Never sort until you like the result! If you were doing a double blind draw in a team captains meeting and the resulting start order happened to be the same as the original order on the board; or if all competitors from the same nation raced first, you wouldn't do the draw again, because that's a legitimate result of random sorting. The only time that you might want to 'adjust' the random draw would be for a Snowboard freestyle event to minimize a 'stacked' heat. [Halfpipe]
It's so quick and simple to do a random sort using the software, that it may become tempting to do it again if the result seems unusual or coincidental.
Resist! Only sort once and accept whatever you get!
Is it Truly Random?
Technically, no. It's "pseudo-random". But the argument can easily be made, that for this application, pseudo-random is random enough.
Websters Dictionary defines pseudo-random as:
- being or involving entities (as numbers) that are selected by a definite computational process, but that satisfy one or more standard tests for statistical randomness
For those interested, here are the details on the random sorting process used by Split Second Software:
There's a random number generator built into the development environment used for making the software. This creates values between 0.0 and 1.0 and is based on a random seed.
The process has 2^31-1 (2,147,483,647) equally likely resulting values.
The process of calling a random number will repeat itself, but there are three reasons why this isn't that big of a deal (in this application):
- 2,147,483,647 is a LOT! For the application of ski racing if a random draw was done for 30 competitors and you had a race every day, it wouldn't start to repeat for about 200,000 years!

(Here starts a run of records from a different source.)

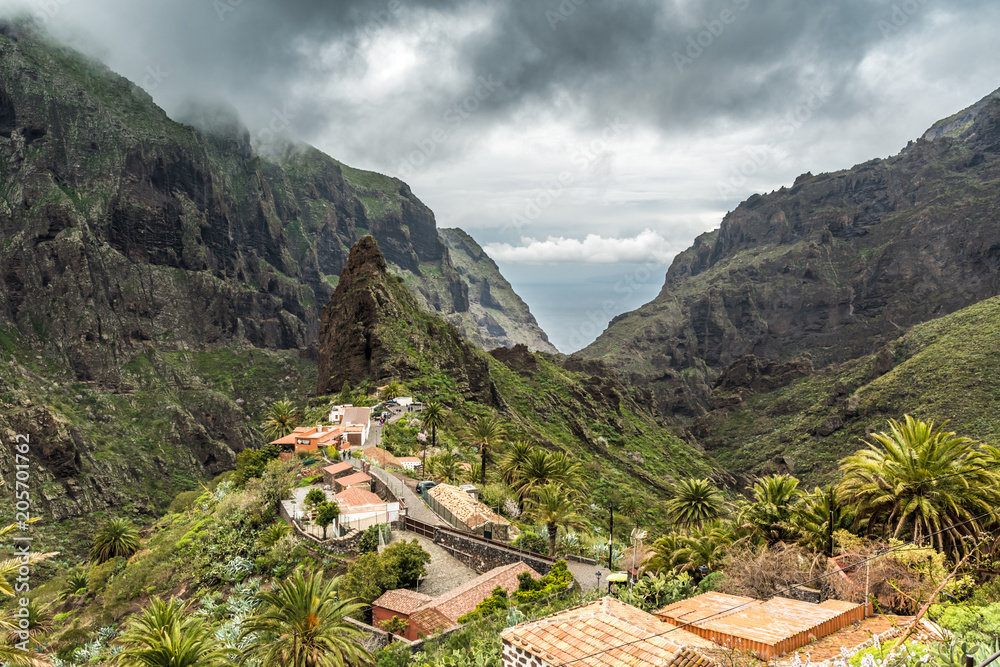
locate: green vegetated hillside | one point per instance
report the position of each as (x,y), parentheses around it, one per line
(174,419)
(374,330)
(944,369)
(137,254)
(833,267)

- You would never know when it started repeating, except if you compared it with all previous data.
- When the software starts, the seed is initialized based on the system clock (microseconds). So every time the software starts; you wouldn't know where in that sequence of 2,147,483,647 random numbers you would be!

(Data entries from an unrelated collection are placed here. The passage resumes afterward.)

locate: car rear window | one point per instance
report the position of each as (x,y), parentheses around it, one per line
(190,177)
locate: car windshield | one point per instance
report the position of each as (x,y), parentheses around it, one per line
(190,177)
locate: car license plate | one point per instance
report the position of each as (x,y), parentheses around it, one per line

The actual random sorting process is done by:
- Assigning one of the random numbers (between 0.0 and 1.0) to each competitor.

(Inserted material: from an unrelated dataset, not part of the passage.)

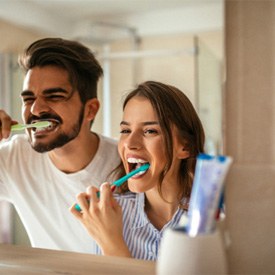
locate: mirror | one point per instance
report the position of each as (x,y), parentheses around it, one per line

- Sorting the competitors based on the random numbers set.
Perhaps the act of writing a number on a ping pong ball creates a less random situation than a pseudo-random number?
True random numbers are supposedly rare (although, the number 6 might be one of them).
If you want official random numbers, you might consider buying this book, which contains 1 million random numbers, along with 25 pages explaining how they were produced. An interesting point is, you could start reading the book at any point and it would be equally interesting. If you like reading phone books, this might be even more fun!
Perhaps the numbers in this book should be sorted, to help you find the one you want!
On a personal note:
Many years ago while at college, I wrote some software to calculate pi to tens of thousands of places. I forgot to put page numbers on the result when I printed it and then accidentally got the pages mixed up. The only page I knew was correct was the first page which started 3.14159..... After staring at the pages of seemingly random numbers, I concluded the process of calculating pi to this precision, although fun, was totally pointless.